Watch is Apple’s new iPhone.
Think about what iPhone was back in 2007. A pretty smartphone with some clever apps, packaged into a thin slab of electronics made up mostly of battery, screen, and storage. Not much has changed other than the size of the screen and now there are over one million apps.
One could argue the backside of technology progress and say that Apple cleverly figured out a way to get Mac and iPod customers to buy more from Apple. iPhone. iPad. Apple TV. Watch. Where I once had only a Mac, now I have all those, too.
That’s rather cynical (if not somewhat accurate) but that’s not what Apple is all about. Co-founder Steve Jobs was seldom interested in yesterday or today, but constantly pushed Apple to skate to where the puck would be with a clever mixture of current technology mashed up in a new way to extend devices into the future.
Extend devices into the future. Think about that for a moment.
The Mac played music but the iPod made music mobile. The iTunes Music Store made it easy to buy music, then later Apple used the same technology to sell applications. The iPod did music but smartphones did more and that led to the iPhone which is little more than a Mac in your pocket, plus a built-in cell phone.
If small is beautiful and less is more then Watch heralds the future. Just as the iPod took music away from the Mac, and the iPhone took a whole variety of apps– email, browsing, photos, calendar, contacts, games, et al– away from the Mac, so, too does Watch take functions away from the iPhone.

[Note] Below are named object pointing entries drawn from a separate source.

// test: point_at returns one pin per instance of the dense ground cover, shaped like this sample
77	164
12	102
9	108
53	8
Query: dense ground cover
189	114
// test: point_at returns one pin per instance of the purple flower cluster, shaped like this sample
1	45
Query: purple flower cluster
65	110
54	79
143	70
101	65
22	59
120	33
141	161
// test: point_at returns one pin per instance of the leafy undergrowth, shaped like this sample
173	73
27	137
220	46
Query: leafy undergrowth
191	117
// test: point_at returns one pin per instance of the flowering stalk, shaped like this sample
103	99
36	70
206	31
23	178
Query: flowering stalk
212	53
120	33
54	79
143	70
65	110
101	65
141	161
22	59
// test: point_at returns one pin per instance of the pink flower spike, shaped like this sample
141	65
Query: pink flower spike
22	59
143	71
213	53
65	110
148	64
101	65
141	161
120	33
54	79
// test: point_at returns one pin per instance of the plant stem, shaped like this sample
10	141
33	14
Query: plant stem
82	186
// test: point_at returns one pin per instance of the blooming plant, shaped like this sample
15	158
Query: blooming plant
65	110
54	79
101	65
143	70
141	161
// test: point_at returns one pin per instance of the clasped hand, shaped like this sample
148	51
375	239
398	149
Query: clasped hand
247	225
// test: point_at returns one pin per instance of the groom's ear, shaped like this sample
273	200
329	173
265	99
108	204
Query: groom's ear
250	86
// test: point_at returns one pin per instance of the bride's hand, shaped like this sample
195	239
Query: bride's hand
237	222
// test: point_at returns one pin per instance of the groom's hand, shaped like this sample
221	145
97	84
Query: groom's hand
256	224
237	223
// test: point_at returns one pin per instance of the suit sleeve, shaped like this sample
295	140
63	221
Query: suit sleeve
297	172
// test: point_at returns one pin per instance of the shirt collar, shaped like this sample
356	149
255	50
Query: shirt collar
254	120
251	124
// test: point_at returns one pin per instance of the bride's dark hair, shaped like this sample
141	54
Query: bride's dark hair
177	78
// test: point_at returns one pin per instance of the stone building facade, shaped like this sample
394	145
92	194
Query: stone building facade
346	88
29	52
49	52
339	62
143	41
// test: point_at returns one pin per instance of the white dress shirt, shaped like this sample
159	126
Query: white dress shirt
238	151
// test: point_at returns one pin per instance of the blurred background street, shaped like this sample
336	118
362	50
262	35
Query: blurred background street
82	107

I haven’t made a phone call on my iPhone in a few months. That’s right. They’re initiated and answered direct from my Watch. Siri works great and callers cannot tell the difference between a Watch call and an iPhone call. Other iPhone functions are being siphoned away to the Watch, too. What I envision over time is greater Siri interaction from Watch (because a Watch touchscreen is a poor interface), full-on Wi-Fi for Watch, full-on cell phone built in to Watch, and no need to have a tethered iPhone.

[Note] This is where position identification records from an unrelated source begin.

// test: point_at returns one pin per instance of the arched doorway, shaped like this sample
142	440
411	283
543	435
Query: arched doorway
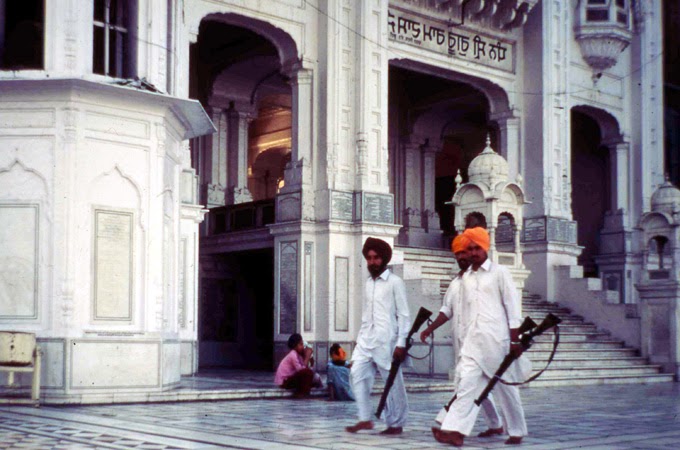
239	72
437	126
591	184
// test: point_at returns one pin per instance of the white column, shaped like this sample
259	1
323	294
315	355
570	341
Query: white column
619	174
651	83
429	154
298	170
215	168
509	143
371	70
412	180
237	154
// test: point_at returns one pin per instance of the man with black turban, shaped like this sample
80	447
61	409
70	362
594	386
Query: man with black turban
385	325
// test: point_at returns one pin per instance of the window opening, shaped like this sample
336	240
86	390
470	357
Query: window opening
113	47
22	34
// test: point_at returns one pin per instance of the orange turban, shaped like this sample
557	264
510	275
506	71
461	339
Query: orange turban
479	236
459	243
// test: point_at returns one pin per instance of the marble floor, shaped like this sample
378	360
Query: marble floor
584	417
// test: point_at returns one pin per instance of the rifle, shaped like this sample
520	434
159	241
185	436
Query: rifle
527	325
423	315
526	340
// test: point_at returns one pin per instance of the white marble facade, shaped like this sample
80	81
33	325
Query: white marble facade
100	204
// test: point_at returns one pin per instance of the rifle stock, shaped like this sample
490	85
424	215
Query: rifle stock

Doesn’t that sound like iPhone on your Watch.
This won’t happen overnight. The iPhone did not become a worldwide sensation overnight, either. It took years for the iPhone to become fully iconic and the aspirational technology for the masses. Watch doesn’t seem much different other than it has matured at a faster pace than iPhone and that tells me that in eight years (iPhone was launched in mid-2007) Watch will be standalone and far more capable.
Just as the iMac and Mac notebooks won’t die off, neither will screen real estate, and that leads me to a few patents Apple has up its sleeve for projecting images. Watch as projector?
Why not? Hologram FaceTime, here we come.